2009年6月15日月曜日

東京デスロック Love (桜美林バージョン)

14/06/2009 マチネ

2年前の初演時に比べて、やってることに自信が満ちて、良い意味で生硬さが抜け、豊かな再演になったと思う。明らかに倍音が増えて、音色が豊かになっていた。

初演時に思ってたことは、ちょっと長いけど、こんなこと。
http://tokyofringeaddict.blogspot.com/2007/10/love3.html

(以下、抜粋)***********************
「LOVE」では、その3人の「世界」「背景」すらも取り去った状態から芝居が始まる。背景の無い剥き出しの身体を舞台に載せたところで、どうやって虚構を紡ぐことができるのか。(中略)虚構の梃子の支点は、次の2つ:
①音楽。「これ、誰がかけたんだ?」と考える、つまり、何らかの意図を感じた途端に、世界が広がる。
②夏目登場。この男の、まるっきりコンテクストに囚われない立ちは何なんだ?強烈に色んなことを考えてしまう。

"LOVE"においては、観客は、すごく少ない小さなチャンスに自分の想像力を賭けることを強いられているのではないかと。少なくとも僕はそう感じた訳です。そういうきっかけを探しに行かないと入り込めないように出来ているのではないかと。

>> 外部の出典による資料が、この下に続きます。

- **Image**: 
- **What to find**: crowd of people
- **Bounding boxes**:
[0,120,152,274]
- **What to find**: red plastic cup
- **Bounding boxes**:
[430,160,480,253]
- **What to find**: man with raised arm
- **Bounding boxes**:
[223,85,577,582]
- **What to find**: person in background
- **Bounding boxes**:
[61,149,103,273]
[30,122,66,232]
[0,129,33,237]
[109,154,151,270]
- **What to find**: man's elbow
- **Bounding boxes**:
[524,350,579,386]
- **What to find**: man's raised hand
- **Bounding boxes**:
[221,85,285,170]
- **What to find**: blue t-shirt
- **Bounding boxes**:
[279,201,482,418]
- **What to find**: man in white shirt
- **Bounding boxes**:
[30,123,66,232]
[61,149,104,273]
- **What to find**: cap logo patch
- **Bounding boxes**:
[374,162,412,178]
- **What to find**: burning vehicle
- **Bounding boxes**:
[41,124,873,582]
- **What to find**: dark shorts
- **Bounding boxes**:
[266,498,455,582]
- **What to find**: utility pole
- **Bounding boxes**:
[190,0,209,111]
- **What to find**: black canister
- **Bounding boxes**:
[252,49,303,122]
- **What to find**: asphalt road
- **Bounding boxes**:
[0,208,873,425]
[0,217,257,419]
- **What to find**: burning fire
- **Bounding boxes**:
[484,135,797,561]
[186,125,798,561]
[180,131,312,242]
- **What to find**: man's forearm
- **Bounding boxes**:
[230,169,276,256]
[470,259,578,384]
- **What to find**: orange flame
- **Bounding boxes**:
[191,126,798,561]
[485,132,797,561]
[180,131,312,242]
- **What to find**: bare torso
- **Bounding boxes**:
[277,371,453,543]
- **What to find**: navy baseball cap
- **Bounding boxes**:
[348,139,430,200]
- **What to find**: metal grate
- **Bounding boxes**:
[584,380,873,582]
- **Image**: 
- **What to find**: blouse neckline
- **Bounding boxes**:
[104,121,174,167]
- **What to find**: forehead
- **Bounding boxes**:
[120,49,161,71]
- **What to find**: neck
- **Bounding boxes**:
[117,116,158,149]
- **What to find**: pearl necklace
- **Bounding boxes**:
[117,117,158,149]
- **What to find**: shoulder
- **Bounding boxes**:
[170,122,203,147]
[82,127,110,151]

多田氏は、そうやって勝手な想像力が膨らむことを観客に許す。いや、勝手に膨らませることを強要する。そのための仕掛けだけはちょっとだけ残しといてくれている。その「ちょっとだけ」が、どんどんデスロックの芝居から剥ぎ取られていく。
(抜粋おわり)***********************

豊かになったってことは、観客が妄想力・想像力を働かせるきっかけが、役者の立ちも関係のとり方も、色んなものひっくるめて、多くなったんじゃないか、ってことだと思う。剥ぎ取ったところから、逆に豊かなものが、「寄り添うべき物語・設定等々」を介さずとも、妄想の枝葉に繋がってくれる。そして、そういうきっかけを散りばめても、「ありがち」にいかないように気配りがしてあって。なんか、すげーなー。
芝居って、楽しいよなー。 そう思ったんです。